Predict if a custom image contains a cat
:param image_path: Path to the image
:param model_info: Dictionary containing model parameters
"""
image = np.array(ndimage.imread(image_path, flatten=False))
image = scipy.misc.imresize(image, size=(num_px, num_px)).reshape((1, num_px*num_px*3)).T
prediction = predict(model_info["w"], model_info["b"], image)
plt.imshow(image)
class_name = classes[int(np.squeeze(prediction))].decode("utf-8")
print(f"Prediction: {class_name}")
Main Execution¶
if __name__ == "__main__":
# Train the model
model_info = model(
train_set_x, train_set_y, test_set_x, test_set_y,
num_iterations=1000, learning_rate=0.005, print_cost=True
)
# Test with custom image (uncomment to use)

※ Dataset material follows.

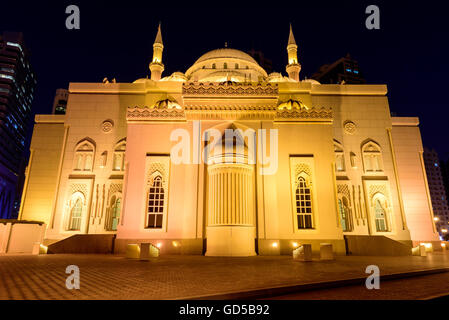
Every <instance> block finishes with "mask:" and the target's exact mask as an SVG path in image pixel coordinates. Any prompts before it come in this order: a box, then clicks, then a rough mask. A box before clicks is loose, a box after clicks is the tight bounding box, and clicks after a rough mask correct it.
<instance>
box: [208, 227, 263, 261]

# predict_custom_image("images/cat.jpg", model_info)
# Test different learning rates (uncomment to use)
# test_learning_rates()
Expected Output¶
When running the main function, you should see:
- Cost values decreasing over iterations
- Training and test accuracy metrics
- Visualization of cost vs iterations for different learning rates (if tested)
References¶
- Deep Learning Specialization by Andrew Ng
- Custom
lr_utilslibrary for dataset loading
Notes¶
This implementation is a basic logistic regression approach for binary classification. For better performance, you might consider using neural networks or optimizing the learning rate further. The code provided assumes the lr_utils library is available to load the cat dataset.
Explanation of Key Concepts¶
- Sigmoid Function: Maps any value to a probability between 0 and 1
- Gradient Descent: Minimizes the cost function by updating parameters
- Cost Function: Measures the error between predicted and actual values
- Propagation: Combines forward (prediction) and backward (gradient calculation) steps
- Hyperparameters: Key parameters like learning rate and number of iterations
This implementation provides a solid foundation for understanding logistic regression and binary classification.